Plot-wise, there’s not a lot to say about this issue. Peter Tomasi is mostly just giving us atmosphere; we don’t know anything new about Alfred, Damian, or the Joker and his plans. If anything, the Joker’s wildly ambitious scheme to put Damian in an egg stretches my ability to suspend disbelief to it’s very limits. He literally puts him in an egg after just knowing that Damian would find the hyena piss in the yard and follow him to the zoo. The one really valuable bit we get out of Tomasi in this issue is the Joker’s opinion of Damian. The Joker sows chaos, and we know that Damian is meant to be an instrument of his mother’s chaos. I think the Joker recognizes that in Damian and likes him for it. I also think that the Joker liking you just might be worse than him not liking you (See Batman 15). What about you, Mike? Was the fucking creepy atmosphere Tomasi and Gleason established enough to make up for not getting much of anything new out of this issue?
Michael: That question popped in my head periodically as I read this issue. The first beat you mentioned, Damian brooding over bring told to stay home, had me worried the issue be would be a needlessly frenetic tangent, which is how these escaped wiz-kids stores tend to go. In general, I’ve found this series to be chaotic and dense in terms on layout, perspective shifts, and vestiges of continuity from other 52s, so it’s almost a zen-like respite to have the focused insanity of the Joker dominate so much of the issue. I know I should feel for Damian, but I’d gladly sacrifice his freedom for a detritus puppet show. Shelby, I believe that also answers your question about whether the creepy atmosphere can save a slow issue.

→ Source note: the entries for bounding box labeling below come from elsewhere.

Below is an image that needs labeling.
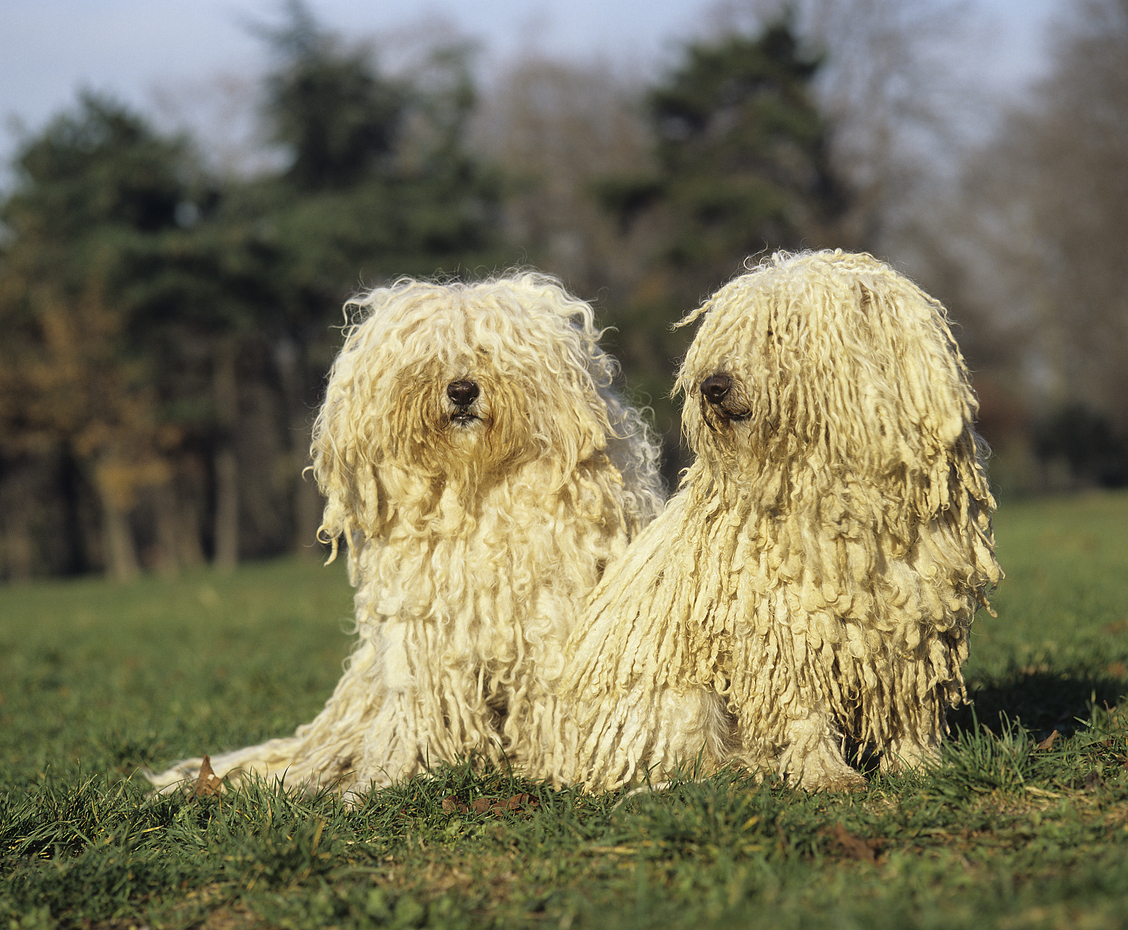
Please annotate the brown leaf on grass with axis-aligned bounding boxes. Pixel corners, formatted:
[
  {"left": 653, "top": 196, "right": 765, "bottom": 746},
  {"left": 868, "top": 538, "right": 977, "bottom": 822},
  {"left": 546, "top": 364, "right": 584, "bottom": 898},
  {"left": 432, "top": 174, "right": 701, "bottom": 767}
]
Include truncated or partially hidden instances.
[
  {"left": 490, "top": 791, "right": 537, "bottom": 817},
  {"left": 1034, "top": 730, "right": 1061, "bottom": 749},
  {"left": 819, "top": 824, "right": 885, "bottom": 862},
  {"left": 192, "top": 756, "right": 223, "bottom": 798}
]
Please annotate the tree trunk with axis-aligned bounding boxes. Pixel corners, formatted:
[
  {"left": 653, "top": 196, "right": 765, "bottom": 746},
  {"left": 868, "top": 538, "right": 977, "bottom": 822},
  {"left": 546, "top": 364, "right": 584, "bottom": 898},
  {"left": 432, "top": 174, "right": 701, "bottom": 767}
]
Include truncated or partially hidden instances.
[{"left": 212, "top": 341, "right": 239, "bottom": 569}]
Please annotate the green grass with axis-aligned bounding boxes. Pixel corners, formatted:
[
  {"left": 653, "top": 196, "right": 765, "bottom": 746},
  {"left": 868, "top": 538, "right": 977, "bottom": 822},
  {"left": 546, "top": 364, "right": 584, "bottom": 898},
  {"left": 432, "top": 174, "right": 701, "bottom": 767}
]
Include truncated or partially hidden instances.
[{"left": 0, "top": 494, "right": 1128, "bottom": 930}]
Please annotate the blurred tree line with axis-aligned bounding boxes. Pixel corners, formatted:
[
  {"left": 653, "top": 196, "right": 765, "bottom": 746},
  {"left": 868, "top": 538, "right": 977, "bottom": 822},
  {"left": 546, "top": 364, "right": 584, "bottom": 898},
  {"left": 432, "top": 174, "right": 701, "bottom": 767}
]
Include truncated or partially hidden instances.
[{"left": 0, "top": 0, "right": 1128, "bottom": 579}]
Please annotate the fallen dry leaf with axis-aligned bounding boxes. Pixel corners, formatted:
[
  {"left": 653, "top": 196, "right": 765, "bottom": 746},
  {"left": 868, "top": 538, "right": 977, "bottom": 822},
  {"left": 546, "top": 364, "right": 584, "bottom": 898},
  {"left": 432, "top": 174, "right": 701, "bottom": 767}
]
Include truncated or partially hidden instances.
[{"left": 819, "top": 824, "right": 885, "bottom": 862}]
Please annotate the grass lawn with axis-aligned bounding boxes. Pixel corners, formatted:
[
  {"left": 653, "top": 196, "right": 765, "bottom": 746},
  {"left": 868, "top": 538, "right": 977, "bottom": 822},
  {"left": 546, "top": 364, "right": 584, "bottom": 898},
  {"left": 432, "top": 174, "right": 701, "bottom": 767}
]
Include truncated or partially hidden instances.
[{"left": 0, "top": 493, "right": 1128, "bottom": 930}]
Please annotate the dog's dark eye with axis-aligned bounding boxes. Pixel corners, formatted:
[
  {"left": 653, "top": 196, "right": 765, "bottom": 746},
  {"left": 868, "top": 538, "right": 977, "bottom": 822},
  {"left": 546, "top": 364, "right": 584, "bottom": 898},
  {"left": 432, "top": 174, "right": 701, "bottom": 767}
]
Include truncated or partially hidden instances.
[
  {"left": 702, "top": 375, "right": 732, "bottom": 404},
  {"left": 447, "top": 380, "right": 482, "bottom": 406}
]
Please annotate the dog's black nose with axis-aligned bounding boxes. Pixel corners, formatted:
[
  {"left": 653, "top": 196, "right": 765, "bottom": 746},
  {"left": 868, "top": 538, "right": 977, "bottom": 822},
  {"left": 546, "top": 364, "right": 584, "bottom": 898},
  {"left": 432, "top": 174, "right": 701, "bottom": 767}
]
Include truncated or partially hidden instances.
[
  {"left": 447, "top": 380, "right": 482, "bottom": 406},
  {"left": 702, "top": 375, "right": 732, "bottom": 404}
]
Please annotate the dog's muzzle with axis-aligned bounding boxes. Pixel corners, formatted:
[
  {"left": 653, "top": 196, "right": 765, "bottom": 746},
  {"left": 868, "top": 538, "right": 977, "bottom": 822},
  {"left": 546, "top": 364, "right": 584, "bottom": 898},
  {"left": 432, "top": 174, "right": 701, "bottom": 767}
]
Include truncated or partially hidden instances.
[
  {"left": 700, "top": 372, "right": 751, "bottom": 420},
  {"left": 447, "top": 379, "right": 482, "bottom": 423}
]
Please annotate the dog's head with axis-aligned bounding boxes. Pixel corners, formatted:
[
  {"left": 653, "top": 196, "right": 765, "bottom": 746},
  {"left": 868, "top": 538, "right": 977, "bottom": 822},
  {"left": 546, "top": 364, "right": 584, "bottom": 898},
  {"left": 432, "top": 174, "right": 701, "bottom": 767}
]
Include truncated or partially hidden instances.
[
  {"left": 676, "top": 252, "right": 976, "bottom": 501},
  {"left": 312, "top": 273, "right": 658, "bottom": 544}
]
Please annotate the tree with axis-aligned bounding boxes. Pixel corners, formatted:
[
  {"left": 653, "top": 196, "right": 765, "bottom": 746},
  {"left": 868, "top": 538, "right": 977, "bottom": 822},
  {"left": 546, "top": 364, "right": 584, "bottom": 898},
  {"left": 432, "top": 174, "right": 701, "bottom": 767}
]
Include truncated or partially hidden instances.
[
  {"left": 599, "top": 18, "right": 849, "bottom": 471},
  {"left": 0, "top": 95, "right": 212, "bottom": 577}
]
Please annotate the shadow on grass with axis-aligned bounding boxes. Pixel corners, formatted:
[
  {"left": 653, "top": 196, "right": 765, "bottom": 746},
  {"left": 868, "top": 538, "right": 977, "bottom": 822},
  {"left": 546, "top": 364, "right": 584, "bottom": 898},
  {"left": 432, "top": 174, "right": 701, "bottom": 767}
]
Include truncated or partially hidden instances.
[{"left": 948, "top": 667, "right": 1128, "bottom": 739}]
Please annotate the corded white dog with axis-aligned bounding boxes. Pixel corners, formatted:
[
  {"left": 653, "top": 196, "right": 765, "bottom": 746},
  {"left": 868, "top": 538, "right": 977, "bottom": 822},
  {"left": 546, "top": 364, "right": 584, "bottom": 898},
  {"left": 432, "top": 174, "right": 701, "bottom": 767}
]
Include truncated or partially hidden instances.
[
  {"left": 539, "top": 252, "right": 999, "bottom": 789},
  {"left": 150, "top": 274, "right": 662, "bottom": 792}
]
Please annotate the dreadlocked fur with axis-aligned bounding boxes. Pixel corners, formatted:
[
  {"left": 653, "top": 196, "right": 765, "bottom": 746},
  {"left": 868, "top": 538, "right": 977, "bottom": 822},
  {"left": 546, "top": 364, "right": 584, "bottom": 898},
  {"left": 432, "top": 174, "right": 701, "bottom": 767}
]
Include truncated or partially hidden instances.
[
  {"left": 151, "top": 273, "right": 662, "bottom": 791},
  {"left": 540, "top": 252, "right": 999, "bottom": 789}
]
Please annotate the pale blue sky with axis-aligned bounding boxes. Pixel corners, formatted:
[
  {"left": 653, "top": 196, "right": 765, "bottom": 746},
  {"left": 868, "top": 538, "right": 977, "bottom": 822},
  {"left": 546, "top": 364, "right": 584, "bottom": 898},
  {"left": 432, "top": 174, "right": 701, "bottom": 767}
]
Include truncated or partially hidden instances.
[{"left": 0, "top": 0, "right": 1055, "bottom": 178}]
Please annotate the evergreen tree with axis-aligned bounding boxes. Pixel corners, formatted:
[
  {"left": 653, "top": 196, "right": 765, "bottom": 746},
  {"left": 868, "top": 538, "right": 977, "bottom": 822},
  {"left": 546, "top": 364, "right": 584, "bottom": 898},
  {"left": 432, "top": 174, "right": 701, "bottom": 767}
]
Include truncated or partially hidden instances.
[{"left": 599, "top": 19, "right": 848, "bottom": 476}]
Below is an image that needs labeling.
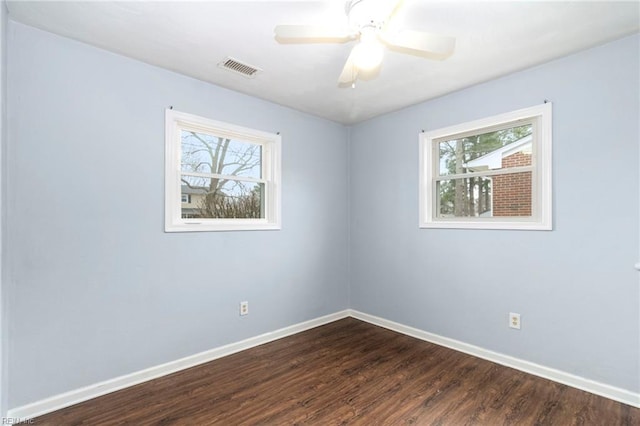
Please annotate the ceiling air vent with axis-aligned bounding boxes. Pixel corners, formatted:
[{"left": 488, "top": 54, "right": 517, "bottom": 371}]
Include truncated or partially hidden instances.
[{"left": 218, "top": 57, "right": 262, "bottom": 78}]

The Joker really has nothing new to say to Damian. Nothing dramatic or important or revealing. Just lengthy preamble – stalling, really – to the evil-Batman reveal. He describes Damian as a worthless body eclipsing the brilliance of Batman. Plot momentum be damned, I love this sequence. First and foremost because I agree with the Joker – Robin is a terrible showman who ruins the Batman/Joker dynamic with his pluckiness. Damian’s status in Batman’s life also makes the context of this scene interesting as the Joker plays it like a vengeful step-mom. Although Damian knows not to listen to the Joker’s games, it must hurt to be reminded of his new and uncertain status in his father’s life. Or not. That kid seems tough.
A strong series has it’s own balance of the close and the expansive, the kinetic and the tranquil, etc. Up until this issue, I thought B&R was leaning to heavily toward the closely kinetic. I was getting lost in what started to seem like frivolous action. For my own taste, nothing gives a nudge in the right direction like the Joker stopping the show, tying up the disobedient kid, giving a grotesque lecture, and all-too-handily furnishing an oedipal fight to the death.